According to traders and brokers intimately involved in such stocks, unregistered penny-stock warrants are rarely sold because there is no public market for them. And when they are sold among traders, they sell at a steep discount, often for just a few cents. But according to a letter to BUSINESS WEEK from Christopher M. Condron, Dreyfus' chief executive, Schonberg purchased the warrants late in 1992 at a price of $1.50 per share and the exercise price was $1.25.
It was unclear why Schonberg, or any savvy investor, would pay such an apparently steep price for unregistered warrants that another investor had obtained for nothing. The warrants could not be exercised until American Medical registered them. Leonard L. Carr Jr., the company's senior vice-president, says American didn't know when that would be until yearend 1996, shortly before they were registered. Once registered, the warrants could only be exercised for 60 days after the registration date. In effect, then, they were a wager that shares of this penny stock would climb to $2.75 or higher at some unspecified point in the future. Tidel's chief executive, James T. Rash, says that the company handled the transfer of the warrants to Schonberg but has no evidence of the purchase price. According to Rash, the company has received an inquiry from the New York investigators but not from Dreyfus--which appears to contradict Dreyfus' repeated assertions that it is conducting a "thorough investigation" of allegations regarding Schonberg's personal holdings. Dreyfus did not respond to a request for comment.
Schonberg's purchases of American Medical at UBS may well have enhanced the value of the stock, and thus his warrants. After joining Dreyfus, he loaded up on the shares for the Aggressive Growth fund in early 1996. According to Condron, the fund has since sold out its shares at a profit. Condron says Schonberg exercised the warrants in March, 1997, but has never sold the shares.
The other stock in which Schonberg had a personal stake, while buying the shares for Dreyfus, was Chromatics Color Sciences International Inc. (BW--June 22). And there, too, is a previously undisclosed UBS connection. According to Technimetrics, UBS acquired a 220,000-share stake in Chromatics in the last three months of 1993, making UBS the biggest institutional holder of the stock. Jamgochian confirmed that Schonberg ordered that purchase as well. UBS sold out its position after a few months, at about the time Schonberg left for Omega. In December, 1994, Schonberg obtained cut-rate shares in Chromatics in a private placement.

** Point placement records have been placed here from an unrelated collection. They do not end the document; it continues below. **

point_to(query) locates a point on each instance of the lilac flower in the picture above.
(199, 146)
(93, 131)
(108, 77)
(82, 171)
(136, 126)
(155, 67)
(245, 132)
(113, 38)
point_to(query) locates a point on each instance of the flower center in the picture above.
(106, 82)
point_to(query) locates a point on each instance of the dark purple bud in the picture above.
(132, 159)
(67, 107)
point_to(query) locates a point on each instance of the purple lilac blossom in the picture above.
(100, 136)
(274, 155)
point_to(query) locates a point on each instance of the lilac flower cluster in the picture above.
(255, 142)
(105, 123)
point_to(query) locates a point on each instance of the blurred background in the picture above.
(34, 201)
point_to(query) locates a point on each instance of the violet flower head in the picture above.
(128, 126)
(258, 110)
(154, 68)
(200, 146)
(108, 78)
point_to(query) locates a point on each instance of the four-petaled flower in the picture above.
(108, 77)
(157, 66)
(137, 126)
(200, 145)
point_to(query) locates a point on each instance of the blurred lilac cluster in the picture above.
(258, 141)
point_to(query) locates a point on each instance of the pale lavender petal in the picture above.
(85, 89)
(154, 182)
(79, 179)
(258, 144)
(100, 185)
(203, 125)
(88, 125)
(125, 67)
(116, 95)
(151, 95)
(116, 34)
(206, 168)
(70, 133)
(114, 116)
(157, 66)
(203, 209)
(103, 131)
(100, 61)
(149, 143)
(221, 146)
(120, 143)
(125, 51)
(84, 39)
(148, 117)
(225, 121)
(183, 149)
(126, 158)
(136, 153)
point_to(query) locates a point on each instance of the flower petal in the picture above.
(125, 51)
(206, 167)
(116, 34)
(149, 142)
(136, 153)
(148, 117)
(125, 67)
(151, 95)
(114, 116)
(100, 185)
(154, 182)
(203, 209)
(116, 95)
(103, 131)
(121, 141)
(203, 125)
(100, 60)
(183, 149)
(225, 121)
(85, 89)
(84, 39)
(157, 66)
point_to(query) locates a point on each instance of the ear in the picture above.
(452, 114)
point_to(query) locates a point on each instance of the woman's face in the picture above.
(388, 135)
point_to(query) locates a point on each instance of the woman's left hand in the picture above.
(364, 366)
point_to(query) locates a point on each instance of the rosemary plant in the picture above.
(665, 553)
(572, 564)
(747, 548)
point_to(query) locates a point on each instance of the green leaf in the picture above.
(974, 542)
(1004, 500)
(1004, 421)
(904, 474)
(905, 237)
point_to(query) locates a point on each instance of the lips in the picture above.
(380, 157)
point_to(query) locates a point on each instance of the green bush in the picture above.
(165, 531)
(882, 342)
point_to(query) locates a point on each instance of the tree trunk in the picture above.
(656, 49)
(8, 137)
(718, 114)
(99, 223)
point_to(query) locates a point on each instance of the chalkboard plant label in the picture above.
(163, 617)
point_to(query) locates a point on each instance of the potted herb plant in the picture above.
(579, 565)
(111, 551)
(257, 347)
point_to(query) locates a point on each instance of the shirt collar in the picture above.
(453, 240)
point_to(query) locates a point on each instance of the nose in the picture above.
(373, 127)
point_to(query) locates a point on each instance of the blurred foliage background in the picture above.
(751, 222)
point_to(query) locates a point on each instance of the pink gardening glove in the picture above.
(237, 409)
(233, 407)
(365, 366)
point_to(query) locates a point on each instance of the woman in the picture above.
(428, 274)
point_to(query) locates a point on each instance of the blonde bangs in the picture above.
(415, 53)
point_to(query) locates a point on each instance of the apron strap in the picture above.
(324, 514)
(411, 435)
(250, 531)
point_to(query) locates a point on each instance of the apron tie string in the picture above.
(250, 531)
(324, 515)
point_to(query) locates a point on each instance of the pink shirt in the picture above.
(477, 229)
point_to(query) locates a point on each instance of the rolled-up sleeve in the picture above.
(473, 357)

Was there any connection between Schonberg buying Chromatics stock for UBS and later getting cut-rate shares for himself? Schonberg won't comment. Meanwhile, Dreyfus, while publicly supporting Schonberg, has quietly removed him as a portfolio manager of the two funds but is keeping him on as an "analyst." Dreyfus spokeswoman Patrice M. Kozlowski says that the move was in the works for a while and is unrelated to the controversy over his personal holdings. But in April, Dreyfus had said that while Schonberg was no longer the lead manager, he would stay on as a portfolio manager. Kozlowski declined repeated requests to explain the contradiction. And that's understandable. With all those investigators putting Schonberg and his employer under a microscope, Dreyfus has a lot more serious issues to explain.